Y, sin embargo, vale la pena
… en el tema de la familia no se trata únicamente de una determinada forma social, sino de la cuestión del hombre mismo; de la cuestión sobre qué es el hombre y sobre lo que es preciso hacer para ser hombres del modo justo (Benedicto XVI)
Era yo seminarista cuando, uno de esos días de vacaciones, quedé con amigos del colegio. Lo hacíamos de vez en cuando y siempre hablábamos de los temas más variados. En una de esas conversaciones, como solía ser costumbre, salieron a relucir cuestiones religiosas que daban lugar a intensos debates. En uno de estos, uno de mis amigos, con cierta vehemencia me dijo: “No hables de libro”. La afirmación me dejó algo bloqueado, pero me dio que pensar. Y cada vez que tengo que tratar algún que otro tema, como el de hoy, me acuerdo de la anécdota.
No es fácil hablar sobre el matrimonio y la familia. Sé que no es una cuestión sencilla y, seguramente, más de una persona que lea esto se le abran viejas y nuevas heridas. Cada vez son más las personas que han sufrido una separación matrimonial. Y todavía no conozco ninguna que no tenga roto el corazón, lo que demuestra que, en el matrimonio, hombre y mujer son una sola carne.

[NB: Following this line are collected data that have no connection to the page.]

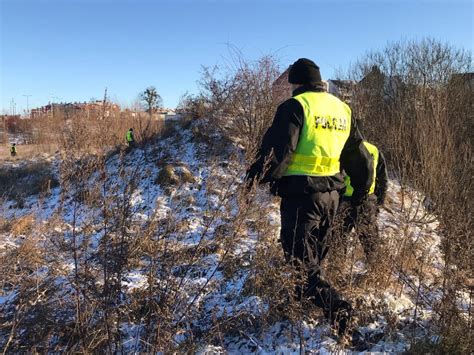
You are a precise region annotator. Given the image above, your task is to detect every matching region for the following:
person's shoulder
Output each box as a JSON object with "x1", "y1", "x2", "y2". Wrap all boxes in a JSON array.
[
  {"x1": 341, "y1": 100, "x2": 351, "y2": 113},
  {"x1": 326, "y1": 93, "x2": 352, "y2": 115},
  {"x1": 277, "y1": 97, "x2": 302, "y2": 111},
  {"x1": 363, "y1": 141, "x2": 378, "y2": 152},
  {"x1": 325, "y1": 91, "x2": 350, "y2": 106}
]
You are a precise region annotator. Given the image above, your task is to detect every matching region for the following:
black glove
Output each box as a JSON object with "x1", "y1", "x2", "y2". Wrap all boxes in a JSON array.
[
  {"x1": 351, "y1": 189, "x2": 368, "y2": 207},
  {"x1": 347, "y1": 204, "x2": 359, "y2": 228},
  {"x1": 349, "y1": 189, "x2": 368, "y2": 226}
]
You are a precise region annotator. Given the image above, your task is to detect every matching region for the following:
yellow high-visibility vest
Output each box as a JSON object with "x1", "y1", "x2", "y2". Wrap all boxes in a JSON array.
[
  {"x1": 344, "y1": 141, "x2": 379, "y2": 196},
  {"x1": 284, "y1": 92, "x2": 351, "y2": 177}
]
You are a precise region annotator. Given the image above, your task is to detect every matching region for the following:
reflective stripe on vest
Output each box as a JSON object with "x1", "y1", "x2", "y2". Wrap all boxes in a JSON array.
[
  {"x1": 283, "y1": 92, "x2": 351, "y2": 177},
  {"x1": 344, "y1": 141, "x2": 379, "y2": 196}
]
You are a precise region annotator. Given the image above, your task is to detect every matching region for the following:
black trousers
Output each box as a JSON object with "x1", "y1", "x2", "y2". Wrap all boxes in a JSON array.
[
  {"x1": 280, "y1": 191, "x2": 349, "y2": 316},
  {"x1": 126, "y1": 141, "x2": 135, "y2": 152},
  {"x1": 340, "y1": 195, "x2": 379, "y2": 263}
]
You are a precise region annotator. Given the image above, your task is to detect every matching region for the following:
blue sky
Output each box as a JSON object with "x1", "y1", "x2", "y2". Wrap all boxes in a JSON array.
[{"x1": 1, "y1": 0, "x2": 472, "y2": 113}]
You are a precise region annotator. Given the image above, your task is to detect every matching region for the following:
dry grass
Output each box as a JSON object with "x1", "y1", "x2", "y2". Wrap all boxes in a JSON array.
[
  {"x1": 0, "y1": 143, "x2": 58, "y2": 161},
  {"x1": 0, "y1": 216, "x2": 12, "y2": 234},
  {"x1": 2, "y1": 109, "x2": 165, "y2": 164},
  {"x1": 345, "y1": 38, "x2": 472, "y2": 352},
  {"x1": 0, "y1": 160, "x2": 59, "y2": 201},
  {"x1": 10, "y1": 215, "x2": 36, "y2": 237}
]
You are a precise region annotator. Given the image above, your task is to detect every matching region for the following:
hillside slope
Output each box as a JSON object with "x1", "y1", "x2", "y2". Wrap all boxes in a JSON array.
[{"x1": 0, "y1": 121, "x2": 451, "y2": 353}]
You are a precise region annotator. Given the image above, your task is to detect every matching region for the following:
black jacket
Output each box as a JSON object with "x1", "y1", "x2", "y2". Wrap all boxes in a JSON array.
[
  {"x1": 374, "y1": 150, "x2": 388, "y2": 205},
  {"x1": 247, "y1": 85, "x2": 373, "y2": 199},
  {"x1": 342, "y1": 146, "x2": 388, "y2": 205}
]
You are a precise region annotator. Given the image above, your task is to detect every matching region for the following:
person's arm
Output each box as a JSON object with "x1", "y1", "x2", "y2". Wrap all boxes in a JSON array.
[
  {"x1": 246, "y1": 99, "x2": 303, "y2": 184},
  {"x1": 340, "y1": 118, "x2": 373, "y2": 203},
  {"x1": 374, "y1": 151, "x2": 388, "y2": 205}
]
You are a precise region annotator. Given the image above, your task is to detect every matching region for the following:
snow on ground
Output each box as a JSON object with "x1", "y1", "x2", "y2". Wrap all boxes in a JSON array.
[{"x1": 0, "y1": 123, "x2": 448, "y2": 352}]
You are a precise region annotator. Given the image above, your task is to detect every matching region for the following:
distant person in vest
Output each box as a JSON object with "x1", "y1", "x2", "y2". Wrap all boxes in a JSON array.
[
  {"x1": 246, "y1": 58, "x2": 373, "y2": 347},
  {"x1": 10, "y1": 143, "x2": 17, "y2": 157},
  {"x1": 125, "y1": 128, "x2": 135, "y2": 149},
  {"x1": 341, "y1": 139, "x2": 388, "y2": 267}
]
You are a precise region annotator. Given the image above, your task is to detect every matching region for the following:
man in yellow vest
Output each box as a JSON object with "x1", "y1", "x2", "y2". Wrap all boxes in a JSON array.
[
  {"x1": 10, "y1": 143, "x2": 17, "y2": 157},
  {"x1": 125, "y1": 128, "x2": 135, "y2": 150},
  {"x1": 342, "y1": 140, "x2": 388, "y2": 265},
  {"x1": 246, "y1": 58, "x2": 373, "y2": 346}
]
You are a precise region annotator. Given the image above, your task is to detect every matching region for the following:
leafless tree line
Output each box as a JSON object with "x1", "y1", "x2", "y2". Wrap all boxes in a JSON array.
[{"x1": 346, "y1": 38, "x2": 472, "y2": 352}]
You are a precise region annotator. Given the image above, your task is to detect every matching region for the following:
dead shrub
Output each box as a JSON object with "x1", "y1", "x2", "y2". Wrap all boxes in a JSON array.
[
  {"x1": 0, "y1": 216, "x2": 12, "y2": 233},
  {"x1": 177, "y1": 165, "x2": 196, "y2": 184},
  {"x1": 344, "y1": 37, "x2": 472, "y2": 351},
  {"x1": 181, "y1": 51, "x2": 281, "y2": 157},
  {"x1": 0, "y1": 161, "x2": 59, "y2": 200},
  {"x1": 0, "y1": 236, "x2": 46, "y2": 299},
  {"x1": 155, "y1": 164, "x2": 179, "y2": 186},
  {"x1": 11, "y1": 215, "x2": 36, "y2": 237}
]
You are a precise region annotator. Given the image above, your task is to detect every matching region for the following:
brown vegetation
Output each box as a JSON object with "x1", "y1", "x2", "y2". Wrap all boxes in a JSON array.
[
  {"x1": 0, "y1": 161, "x2": 58, "y2": 202},
  {"x1": 0, "y1": 39, "x2": 471, "y2": 352},
  {"x1": 1, "y1": 101, "x2": 164, "y2": 161},
  {"x1": 345, "y1": 38, "x2": 473, "y2": 352},
  {"x1": 178, "y1": 49, "x2": 281, "y2": 157}
]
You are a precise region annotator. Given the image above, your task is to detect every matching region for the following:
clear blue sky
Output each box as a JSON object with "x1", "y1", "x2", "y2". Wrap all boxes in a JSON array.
[{"x1": 1, "y1": 0, "x2": 472, "y2": 113}]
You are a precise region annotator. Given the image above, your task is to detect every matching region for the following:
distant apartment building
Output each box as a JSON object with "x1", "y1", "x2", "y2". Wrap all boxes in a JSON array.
[
  {"x1": 272, "y1": 67, "x2": 356, "y2": 104},
  {"x1": 122, "y1": 108, "x2": 179, "y2": 120},
  {"x1": 31, "y1": 100, "x2": 120, "y2": 119},
  {"x1": 357, "y1": 66, "x2": 403, "y2": 102},
  {"x1": 272, "y1": 67, "x2": 292, "y2": 104},
  {"x1": 448, "y1": 72, "x2": 474, "y2": 113},
  {"x1": 449, "y1": 72, "x2": 474, "y2": 90},
  {"x1": 326, "y1": 80, "x2": 357, "y2": 104},
  {"x1": 160, "y1": 108, "x2": 180, "y2": 120}
]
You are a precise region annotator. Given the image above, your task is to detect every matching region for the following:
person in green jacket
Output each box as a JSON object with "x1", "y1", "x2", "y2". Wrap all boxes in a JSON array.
[
  {"x1": 341, "y1": 140, "x2": 388, "y2": 265},
  {"x1": 125, "y1": 128, "x2": 135, "y2": 149},
  {"x1": 10, "y1": 143, "x2": 17, "y2": 157}
]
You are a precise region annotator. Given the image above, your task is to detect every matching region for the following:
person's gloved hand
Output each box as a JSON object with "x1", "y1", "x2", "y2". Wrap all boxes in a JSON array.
[
  {"x1": 377, "y1": 197, "x2": 385, "y2": 206},
  {"x1": 351, "y1": 189, "x2": 368, "y2": 207},
  {"x1": 350, "y1": 189, "x2": 368, "y2": 225},
  {"x1": 348, "y1": 204, "x2": 359, "y2": 228}
]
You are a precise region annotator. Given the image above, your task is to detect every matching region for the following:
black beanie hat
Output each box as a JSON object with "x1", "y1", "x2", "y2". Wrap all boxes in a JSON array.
[{"x1": 288, "y1": 58, "x2": 322, "y2": 85}]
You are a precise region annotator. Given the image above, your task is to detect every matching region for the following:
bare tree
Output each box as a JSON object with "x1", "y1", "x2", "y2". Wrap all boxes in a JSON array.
[
  {"x1": 346, "y1": 38, "x2": 472, "y2": 352},
  {"x1": 183, "y1": 51, "x2": 281, "y2": 157},
  {"x1": 140, "y1": 86, "x2": 163, "y2": 115}
]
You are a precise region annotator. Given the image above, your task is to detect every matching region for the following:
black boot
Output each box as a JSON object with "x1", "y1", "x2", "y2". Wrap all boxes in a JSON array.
[
  {"x1": 323, "y1": 299, "x2": 352, "y2": 335},
  {"x1": 333, "y1": 301, "x2": 352, "y2": 336},
  {"x1": 351, "y1": 329, "x2": 369, "y2": 351}
]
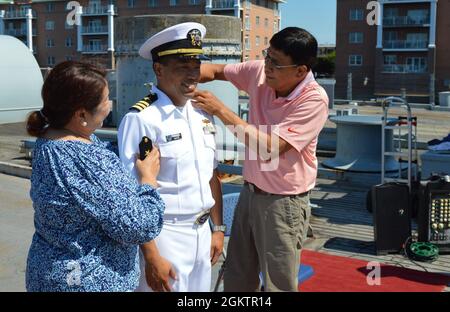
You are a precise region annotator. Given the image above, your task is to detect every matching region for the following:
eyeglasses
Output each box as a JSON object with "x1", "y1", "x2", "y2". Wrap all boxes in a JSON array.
[{"x1": 262, "y1": 49, "x2": 300, "y2": 70}]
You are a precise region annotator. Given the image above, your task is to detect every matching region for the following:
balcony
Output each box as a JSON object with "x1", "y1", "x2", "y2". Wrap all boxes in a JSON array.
[
  {"x1": 211, "y1": 0, "x2": 236, "y2": 9},
  {"x1": 383, "y1": 64, "x2": 428, "y2": 74},
  {"x1": 383, "y1": 40, "x2": 428, "y2": 50},
  {"x1": 5, "y1": 28, "x2": 36, "y2": 36},
  {"x1": 384, "y1": 16, "x2": 430, "y2": 27},
  {"x1": 83, "y1": 6, "x2": 111, "y2": 16},
  {"x1": 82, "y1": 25, "x2": 108, "y2": 35},
  {"x1": 4, "y1": 10, "x2": 37, "y2": 19},
  {"x1": 82, "y1": 45, "x2": 108, "y2": 54}
]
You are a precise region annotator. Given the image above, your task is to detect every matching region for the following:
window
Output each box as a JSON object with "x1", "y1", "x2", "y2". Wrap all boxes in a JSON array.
[
  {"x1": 47, "y1": 2, "x2": 54, "y2": 13},
  {"x1": 255, "y1": 36, "x2": 260, "y2": 47},
  {"x1": 256, "y1": 54, "x2": 260, "y2": 60},
  {"x1": 273, "y1": 21, "x2": 278, "y2": 34},
  {"x1": 264, "y1": 18, "x2": 269, "y2": 28},
  {"x1": 256, "y1": 16, "x2": 260, "y2": 26},
  {"x1": 188, "y1": 0, "x2": 200, "y2": 4},
  {"x1": 444, "y1": 79, "x2": 450, "y2": 88},
  {"x1": 47, "y1": 56, "x2": 55, "y2": 66},
  {"x1": 148, "y1": 0, "x2": 158, "y2": 7},
  {"x1": 385, "y1": 31, "x2": 398, "y2": 41},
  {"x1": 169, "y1": 0, "x2": 179, "y2": 6},
  {"x1": 19, "y1": 5, "x2": 31, "y2": 15},
  {"x1": 66, "y1": 55, "x2": 73, "y2": 61},
  {"x1": 407, "y1": 10, "x2": 429, "y2": 24},
  {"x1": 264, "y1": 37, "x2": 268, "y2": 46},
  {"x1": 45, "y1": 21, "x2": 55, "y2": 31},
  {"x1": 46, "y1": 39, "x2": 55, "y2": 48},
  {"x1": 65, "y1": 37, "x2": 73, "y2": 47},
  {"x1": 349, "y1": 9, "x2": 363, "y2": 21},
  {"x1": 245, "y1": 15, "x2": 250, "y2": 31},
  {"x1": 128, "y1": 0, "x2": 135, "y2": 8},
  {"x1": 245, "y1": 36, "x2": 250, "y2": 51},
  {"x1": 384, "y1": 55, "x2": 397, "y2": 65},
  {"x1": 384, "y1": 8, "x2": 399, "y2": 18},
  {"x1": 89, "y1": 19, "x2": 102, "y2": 28},
  {"x1": 245, "y1": 0, "x2": 250, "y2": 9},
  {"x1": 349, "y1": 55, "x2": 363, "y2": 66},
  {"x1": 89, "y1": 39, "x2": 102, "y2": 51},
  {"x1": 406, "y1": 57, "x2": 427, "y2": 73},
  {"x1": 349, "y1": 32, "x2": 363, "y2": 44},
  {"x1": 245, "y1": 55, "x2": 250, "y2": 62},
  {"x1": 407, "y1": 33, "x2": 428, "y2": 43},
  {"x1": 90, "y1": 0, "x2": 101, "y2": 7}
]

Alguna vez, cuando alguien me ha felicitado por ser sacerdote porque, según dicen, hoy en día es muy difícil, yo siempre pienso lo mismo, más difícil es vivir el matrimonio y la familia con coherencia humana y cristiana, porque lo tienen todo en contra. Trabajos imposibles de conciliar con la vida familiar; leyes que no protegen a las madres embarazadas; falta una educación en el amor que forme a los jóvenes en el respeto al propio cuerpo, que les hable de castidad antes y durante el matrimonio, y un largo etcétera.
Si a esto le añadimos las dificultades propias del mismo matrimonio, no digamos. La necesidad de diálogo, es decir, silencio y escucha; respeto por y al otro; sacrificio de los propios egoísmo y caprichos; paciencia; espera; alegría; serenidad; comprensión… y aquí también un largo etcétera.

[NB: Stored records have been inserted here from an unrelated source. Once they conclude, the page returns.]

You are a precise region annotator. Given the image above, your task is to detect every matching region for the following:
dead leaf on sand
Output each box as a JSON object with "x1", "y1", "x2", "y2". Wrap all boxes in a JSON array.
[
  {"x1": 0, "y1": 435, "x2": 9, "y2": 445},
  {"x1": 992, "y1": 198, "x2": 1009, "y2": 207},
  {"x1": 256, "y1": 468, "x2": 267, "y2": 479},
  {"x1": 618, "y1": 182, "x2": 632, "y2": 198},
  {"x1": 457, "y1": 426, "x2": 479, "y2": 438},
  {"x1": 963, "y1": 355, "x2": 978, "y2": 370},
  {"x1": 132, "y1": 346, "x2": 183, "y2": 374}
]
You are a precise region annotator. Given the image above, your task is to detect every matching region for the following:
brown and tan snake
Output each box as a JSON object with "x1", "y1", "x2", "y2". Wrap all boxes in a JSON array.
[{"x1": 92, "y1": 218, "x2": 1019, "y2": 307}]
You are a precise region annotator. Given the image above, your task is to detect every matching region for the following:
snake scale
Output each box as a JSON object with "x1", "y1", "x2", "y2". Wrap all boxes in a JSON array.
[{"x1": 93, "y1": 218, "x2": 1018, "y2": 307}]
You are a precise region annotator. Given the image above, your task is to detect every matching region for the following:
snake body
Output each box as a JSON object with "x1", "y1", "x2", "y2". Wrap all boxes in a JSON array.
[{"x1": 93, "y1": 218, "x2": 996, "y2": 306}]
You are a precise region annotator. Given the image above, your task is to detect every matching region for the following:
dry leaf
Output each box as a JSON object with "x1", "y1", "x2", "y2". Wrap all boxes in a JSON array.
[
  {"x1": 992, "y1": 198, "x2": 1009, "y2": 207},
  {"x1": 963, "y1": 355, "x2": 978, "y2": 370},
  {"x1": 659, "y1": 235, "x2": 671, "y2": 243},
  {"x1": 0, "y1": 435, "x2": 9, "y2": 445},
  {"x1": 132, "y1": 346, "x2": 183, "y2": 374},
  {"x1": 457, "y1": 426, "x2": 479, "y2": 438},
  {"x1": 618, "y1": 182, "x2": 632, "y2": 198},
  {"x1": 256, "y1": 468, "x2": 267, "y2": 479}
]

En el matrimonio y en la familia hay momentos de grandes y pequeñas alegrías, de esperanzas, de ilusiones, de sueños, de miradas, caricias y abrazos… Y también los hay de dolor, de tristeza, de sufrimiento...
Y, todo esto, ¿vale la pena? Estoy seguro que sí. Vale la pena el amor del hombre y de la mujer en el matrimonio. Vale la pena la entrega de la vida por la persona amada. Vale la pena, porque ese amor engendra vida, porque es una historia que se va entretejiendo con los buenos y malos momentos. Y todos ellos forman un tapiz, con la imagen de Cristo. Y con Él tenemos a la Sagrada Familia de Nazaret, donde el matrimonio y la familia pueden encontrar el modelo de la entrega perfecta, del amor verdadero.
Por misterioso designio de Dios, en ella vivió escondido largos años el Hijo de Dios: es, pues, el prototipo y ejemplo de todas las familias cristianas. Aquella familia, única en el mundo, que transcurrió una existencia anónima y silenciosa en un pequeño pueblo de Palestina; que fue probada por la pobreza, la persecución y el exilio; que glorificó a Dios de manera incomparablemente alta y pura, no dejará de ayudar a las familias cristianas, más aún, a todas las familias del mundo, para que sean fieles a sus deberes cotidianos, para que sepan soportar las ansias y tribulaciones de la vida, abriéndose generosamente a las necesidades de los demás y cumpliendo gozosamente los planes de Dios sobre ellas[1].